Czech parliament approves law hoping to kickstart renewable energy projects – EQ Mag Pro
The central European country gets 16 per cent of its energy needs from renewables, and needs large investments to meet its share on the EU’s climate targets
PRAGUE: The Czech parliament approved a law on Wednesday setting the framework for aid to renewable energy projects, which industry players hope will restart a boom in green projects.
The law sets rules for the development of renewable resources in the coming years when billions of euros will be available for investments from European Union programmes for modernisation. It also allows for auctions for new capacity.
“The law is fundamental for the transformation of the Czech energy industry,” industry group Chamber of Renewables (Komora OZE) said in a statement.
The Czech Republic is the EU’s third largest coal consumer, according to Eurostat. A government commission has set 2038 as the year for complete departure from coal as fuel in power plants, although the debate continues and experts expect high carbon prices may shut down coal power plants much sooner.
The central European country gets 16 per cent of its energy needs from renewables, and needs large investments to meet its share on the EU’s climate targets.
The Czech Republic’s main power utility CEZ has pledged to slash the proportion of coal in its portfolio to 12.5 per cent in 2030 from 36 per cent last year, and invest billions of euros into renewables, mainly solar.
The lower house on Wednesday approved a Senate version of the law setting public aid at levels allowing the internal rate of return (IRR) for existing renewable installations at 8.4-10.6 per cent.
This is above a previous version of the law which the solar industry said could lead to bankruptcies and discourage new investments.
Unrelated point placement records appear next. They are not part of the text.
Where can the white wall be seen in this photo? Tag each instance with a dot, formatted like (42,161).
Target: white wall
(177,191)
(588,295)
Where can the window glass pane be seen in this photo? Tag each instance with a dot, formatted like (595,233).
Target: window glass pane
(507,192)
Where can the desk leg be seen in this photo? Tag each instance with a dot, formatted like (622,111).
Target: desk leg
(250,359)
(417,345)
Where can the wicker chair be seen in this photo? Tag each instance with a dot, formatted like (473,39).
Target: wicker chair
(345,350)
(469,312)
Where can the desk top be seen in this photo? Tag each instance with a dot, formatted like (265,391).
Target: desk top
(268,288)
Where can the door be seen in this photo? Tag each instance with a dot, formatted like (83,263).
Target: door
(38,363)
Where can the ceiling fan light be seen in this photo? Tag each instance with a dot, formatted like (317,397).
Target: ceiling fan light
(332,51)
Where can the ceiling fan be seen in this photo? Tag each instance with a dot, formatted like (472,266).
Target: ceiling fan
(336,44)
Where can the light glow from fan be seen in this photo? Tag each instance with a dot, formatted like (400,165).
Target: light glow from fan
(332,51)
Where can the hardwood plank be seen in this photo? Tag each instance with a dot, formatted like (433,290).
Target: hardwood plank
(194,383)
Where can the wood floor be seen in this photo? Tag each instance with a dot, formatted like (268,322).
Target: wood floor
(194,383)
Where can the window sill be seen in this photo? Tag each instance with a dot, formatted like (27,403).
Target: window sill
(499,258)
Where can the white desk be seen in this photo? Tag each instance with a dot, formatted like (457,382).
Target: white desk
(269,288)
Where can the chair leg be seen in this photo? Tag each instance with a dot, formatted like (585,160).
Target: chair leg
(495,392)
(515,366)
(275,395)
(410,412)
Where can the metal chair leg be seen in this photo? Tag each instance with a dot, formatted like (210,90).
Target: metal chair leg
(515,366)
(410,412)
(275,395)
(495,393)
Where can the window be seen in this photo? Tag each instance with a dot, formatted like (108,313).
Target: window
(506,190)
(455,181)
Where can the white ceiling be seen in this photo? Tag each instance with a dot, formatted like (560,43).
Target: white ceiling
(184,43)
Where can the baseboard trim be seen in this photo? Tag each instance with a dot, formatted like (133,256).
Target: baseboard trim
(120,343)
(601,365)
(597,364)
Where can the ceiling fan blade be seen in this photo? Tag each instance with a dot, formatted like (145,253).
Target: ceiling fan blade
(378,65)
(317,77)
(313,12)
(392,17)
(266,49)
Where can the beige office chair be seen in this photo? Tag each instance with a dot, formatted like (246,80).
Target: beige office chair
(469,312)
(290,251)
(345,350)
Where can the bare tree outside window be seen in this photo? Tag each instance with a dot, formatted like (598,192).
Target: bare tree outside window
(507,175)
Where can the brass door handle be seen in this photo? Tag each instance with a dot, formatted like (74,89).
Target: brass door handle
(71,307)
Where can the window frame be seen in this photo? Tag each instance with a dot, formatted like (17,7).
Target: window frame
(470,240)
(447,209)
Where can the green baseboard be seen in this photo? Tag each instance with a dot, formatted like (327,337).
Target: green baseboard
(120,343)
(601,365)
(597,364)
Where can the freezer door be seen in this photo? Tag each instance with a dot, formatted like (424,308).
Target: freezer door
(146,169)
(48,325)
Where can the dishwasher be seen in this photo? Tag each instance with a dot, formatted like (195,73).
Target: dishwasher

The compromise was an important part of the legislation attempting to put to rest a decade of controversy.
Solar installations, mainly built in 2009 and 2010, have received around 1.2 billion euros in annual aid, a burden shared by the government and consumers.
That led to widespread opposition to the solar industry and a freeze on new aid schemes for several years.
Large solar plants commissioned in 2009-10 will also face additional taxation under the new law.